STA304 - Summer 2021

Final Project Instructions

Samantha-Jo Caetano


Rough Draft Due: Monday June 7 at 11:59pm ET

Peer Review Due: Friday June 11 at 11:59pm ET

Final Submission Due: Friday June 18th at 11:59pm ET


Instructions

This is an individual project. You are expected to work on this independently. You are more than welcome to discuss ideas, code, concepts, etc. regarding this assessment with your class mates. Please do NOT share your code or your written text with your peers. It is expected that all code and written work should be written by yourself (unless they are taken from the materials provided in this course or are from a credible source which you have cited). Please note, this project is fairly open, so the context of most of the work completed here should not match your peers.


Rough Draft Due: Monday June 7 at 11:59pm ET

Your submission will consist of one component:

1. .pdf file


Submission of Rough Draft

As an individual, via Quercus, submit a PDF of your rough draft on Quercus (link: https://q.utoronto. ca/courses/220076/assignments/618484) by 11:59pm ET on Monday, June 7, 2021. (Peer reviews start on Tuesday June 8) This submission is only a pdf, it is recommended you generate it from an Rmd, but it is not a requirement for this part of the project.

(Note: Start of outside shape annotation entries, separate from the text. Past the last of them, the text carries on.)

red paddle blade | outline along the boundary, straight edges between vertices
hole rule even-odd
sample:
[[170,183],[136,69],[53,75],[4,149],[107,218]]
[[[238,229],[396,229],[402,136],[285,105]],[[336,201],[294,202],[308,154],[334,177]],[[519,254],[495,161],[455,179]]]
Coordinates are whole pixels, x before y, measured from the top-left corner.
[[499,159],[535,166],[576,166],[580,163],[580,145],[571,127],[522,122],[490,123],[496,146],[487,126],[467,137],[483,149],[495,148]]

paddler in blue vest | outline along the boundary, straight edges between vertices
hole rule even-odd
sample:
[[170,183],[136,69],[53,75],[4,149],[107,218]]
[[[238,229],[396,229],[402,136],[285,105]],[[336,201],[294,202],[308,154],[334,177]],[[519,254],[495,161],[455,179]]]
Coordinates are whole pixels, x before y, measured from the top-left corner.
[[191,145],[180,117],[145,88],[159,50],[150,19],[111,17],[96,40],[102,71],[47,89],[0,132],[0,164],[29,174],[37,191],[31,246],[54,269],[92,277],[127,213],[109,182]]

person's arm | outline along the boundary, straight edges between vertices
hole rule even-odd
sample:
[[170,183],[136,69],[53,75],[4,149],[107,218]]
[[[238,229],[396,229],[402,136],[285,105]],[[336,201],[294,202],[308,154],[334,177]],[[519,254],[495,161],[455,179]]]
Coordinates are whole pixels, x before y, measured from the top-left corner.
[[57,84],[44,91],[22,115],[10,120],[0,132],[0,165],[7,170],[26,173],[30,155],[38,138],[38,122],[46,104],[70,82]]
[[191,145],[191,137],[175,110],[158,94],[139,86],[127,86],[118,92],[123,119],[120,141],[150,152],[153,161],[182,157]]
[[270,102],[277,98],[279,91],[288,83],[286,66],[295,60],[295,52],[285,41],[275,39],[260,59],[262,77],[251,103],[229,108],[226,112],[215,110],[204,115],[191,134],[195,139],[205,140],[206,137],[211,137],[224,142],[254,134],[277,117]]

At a minimum this Rough Draft must include:

• your title (this must be descriptive)

• At least 4 sentences introducing your Data.

• At least 2 sentences stating the research question/goal and relaying to the reader why it is interest-ing/useful (related to the data described above).

• At least 1 sentence describing the how you will use the methodologies in this class to answer your research question.

• Minimum 100 words (but it is recommended that you include more).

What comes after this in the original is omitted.